12. A temperature controlling method according to claim 7, wherein, in a case where, after elapsing a predetermined time or more from the passing of the recording material of the first width, the recording material of the second width is passed, said controlling step sets a certain target temperature irrespective of the elapsed time and the number of the passed recording materials of the first width, and also makes the predetermined time different according to the number of the passed recording materials of the first width.
13. An image forming apparatus comprising:
image forming means for forming and bearing an unfixed image on a recording material; and
heating/fixing means for heating and fixing the unfixed image onto the recording material as a permanent image by holding tight and conveying the recording material bearing the unfixed image at a nip formed between a heating member having a heating element and a pressure member, said heating/fixing means including,
a temperature detecting element for detecting a temperature in the vicinity of said heating member, and
a control unit for controlling power supply to said heating element so that the temperature in the vicinity of said heating member becomes a target temperature, on the basis of an output from said temperature detecting element,
wherein, in a case where, after the recording material of a first width was passed, the recording material of a second width wider than said first width is passed, said control unit sets the target temperature at the time when the recording material of said second width is passed, according to the number of the passed recording materials of said first width and an elapsed time after the recording material of said first width was passed.
14. An image forming apparatus according to claim 13, wherein said heating member includes a flexible movement member and a support member which has a slide surface sliding on said movement member and supports said movement member, and said heating member heats the image borne on the recording material by slidingly moving said movement member on the surface of said support member at the nip and then holding tight and conveying the recording material bearing the image between said movement member and said pressure member at the nip.
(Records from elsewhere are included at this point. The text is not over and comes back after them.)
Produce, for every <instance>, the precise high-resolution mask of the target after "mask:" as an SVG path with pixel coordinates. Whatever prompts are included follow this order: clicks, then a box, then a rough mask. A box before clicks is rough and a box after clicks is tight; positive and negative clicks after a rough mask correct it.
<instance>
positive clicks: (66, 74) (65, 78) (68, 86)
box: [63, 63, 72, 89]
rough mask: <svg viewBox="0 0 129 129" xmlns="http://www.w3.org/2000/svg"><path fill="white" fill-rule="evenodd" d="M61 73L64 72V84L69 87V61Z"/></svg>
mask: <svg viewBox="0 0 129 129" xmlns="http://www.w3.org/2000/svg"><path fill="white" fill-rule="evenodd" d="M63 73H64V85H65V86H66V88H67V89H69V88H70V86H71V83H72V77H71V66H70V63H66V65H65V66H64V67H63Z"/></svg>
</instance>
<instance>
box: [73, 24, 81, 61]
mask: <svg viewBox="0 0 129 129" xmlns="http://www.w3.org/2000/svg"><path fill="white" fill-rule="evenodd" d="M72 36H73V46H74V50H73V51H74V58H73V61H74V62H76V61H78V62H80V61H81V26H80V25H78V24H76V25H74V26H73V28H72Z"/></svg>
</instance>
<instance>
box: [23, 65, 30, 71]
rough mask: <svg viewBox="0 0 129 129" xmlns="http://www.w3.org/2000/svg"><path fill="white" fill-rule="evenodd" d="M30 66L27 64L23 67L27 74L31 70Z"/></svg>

15. An image forming apparatus according to claim 13, wherein, in the case where the recording material of said second width wider than said first width is passed after the recording material of said first width was passed, said control unit performs the control so that the target temperature at the time when the recording material of said second width is passed becomes low in proportion as the number of the passed recording materials of said first width becomes large and a time from the end of the passing of the recording material of said first width to the beginning of the passing of the recording material of said second width becomes short.
16. An image forming apparatus according to claim 14, wherein said heating element is disposed in the vicinity of a nip portion of said support member, and the image borne on the recording material is heated by said heating element through said movement member.
17. An image forming apparatus according to claim 15, wherein, in the case where the recording material of said second width is passed after the recording material of said first width was passed, said control unit increase the target temperature stepwise according to the number of the passed recording materials of said second width.
18. An image forming apparatus according to claim 13, wherein, in a case where, after elapsing a predetermined time or more from the passing of the recording material of said first width, the recording material of said second width is passed, said control unit sets a certain target temperature irrespective of the elapsed time and the number of the passed recording materials of said first width, and also makes the predetermined time different according to the number of the passed recording materials of said first width.